Whatever the case may be, developers have entered Deepseek’s models that are not open source, since the expression is generally understood, but is available under permissible licenses that enable commercial use. According to Clem Delangue, the CEO of Sugging Face, one of the platforms on which Deepseek’s models are organized. Developers on the embrace face have created over 500 “derivative” models from R1 That gave up 2.5 million downloads.
Deepseek’s success with larger and more established competitors was described as “emerging AI” And “Overflow.” The success of the company was at least partially responsible for Nvidia’s share price dropped by 18% in January and for trigger a public answer from the Openai CEO Sam Altman.
Microsoft announced that Deepseek is available for his Azure Ai Foundry serviceMicrosoft platform that brings AI services for companies as part of a single banner.

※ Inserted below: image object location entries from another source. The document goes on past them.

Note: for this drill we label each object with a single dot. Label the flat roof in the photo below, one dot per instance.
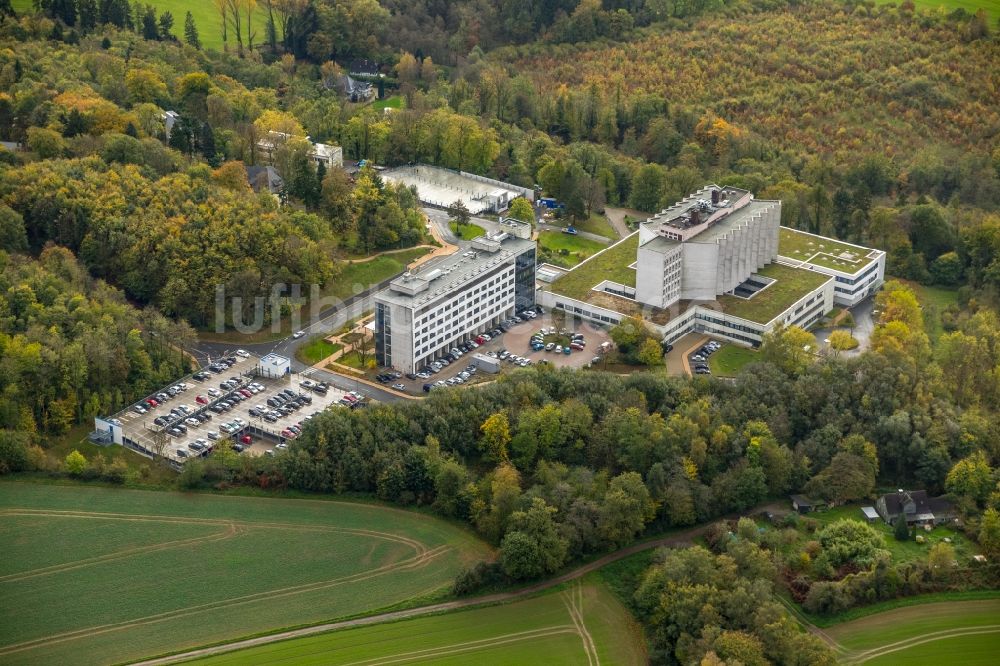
(446, 274)
(790, 284)
(825, 252)
(611, 264)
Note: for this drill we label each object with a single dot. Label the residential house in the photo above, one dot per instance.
(329, 155)
(363, 67)
(802, 504)
(265, 178)
(916, 506)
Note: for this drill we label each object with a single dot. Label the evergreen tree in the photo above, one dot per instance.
(75, 124)
(88, 14)
(166, 23)
(206, 143)
(182, 136)
(191, 31)
(150, 28)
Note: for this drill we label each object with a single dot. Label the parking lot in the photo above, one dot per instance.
(258, 414)
(516, 340)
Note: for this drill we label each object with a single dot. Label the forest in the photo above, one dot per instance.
(115, 234)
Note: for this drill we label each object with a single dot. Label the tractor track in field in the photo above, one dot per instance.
(957, 632)
(678, 539)
(573, 600)
(456, 648)
(233, 528)
(421, 557)
(412, 563)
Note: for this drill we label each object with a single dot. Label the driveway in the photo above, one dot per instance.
(582, 234)
(616, 216)
(677, 358)
(864, 325)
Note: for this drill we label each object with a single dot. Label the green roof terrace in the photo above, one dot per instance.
(790, 284)
(824, 252)
(611, 264)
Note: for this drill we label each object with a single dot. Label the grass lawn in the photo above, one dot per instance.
(467, 231)
(791, 285)
(730, 359)
(952, 632)
(825, 252)
(118, 575)
(567, 249)
(903, 551)
(611, 264)
(934, 300)
(598, 224)
(552, 629)
(353, 360)
(360, 275)
(316, 350)
(394, 102)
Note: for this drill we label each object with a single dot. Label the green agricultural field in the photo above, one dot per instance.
(581, 624)
(954, 632)
(992, 7)
(467, 231)
(358, 276)
(206, 17)
(730, 359)
(93, 575)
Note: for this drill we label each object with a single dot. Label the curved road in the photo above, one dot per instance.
(680, 538)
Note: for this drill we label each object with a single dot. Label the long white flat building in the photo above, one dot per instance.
(718, 262)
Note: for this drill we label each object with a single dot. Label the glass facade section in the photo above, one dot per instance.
(383, 335)
(524, 280)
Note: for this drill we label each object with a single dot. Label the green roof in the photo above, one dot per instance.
(824, 252)
(611, 264)
(790, 285)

When CEO Mark Zuckerberg had an impact on Deepseek’s impact on Meta’s AI expenses during his profit in the first quarter, said CEO Mark Zuckerberg The expenses for the KI infrastructure will continue to be a “strategic advantage” for meta. In March, Openaai called Deepseek “state-substantiated” and “state-controlled”, And recommends the US government to ban models from Deepseek.
While Nvidia’s earnings discussion in the fourth quarter, CEO Jensen Huang emphasized the “excellent innovation” by Deepseek ,, To say that it and other “argumentation” models are great for Nvidia because they need so much more calculation.
At the same time, Some companies prohibit DeepseekAnd so it is completely Countries And GovernmentsPresent including South Korea. New York State too Deepseek forbidden to be used on government devices.
As far as Deepseek’s future is concerned, it is not clear. Improved models are a matter of course. But the US government seems to be Carefully growth with what it perceives as a harmful stranger. In March the Wall Street Journal reported that The United States will probably ban Deepseek on government devices.
This story was originally released on January 28, 2025 and is updated regularly.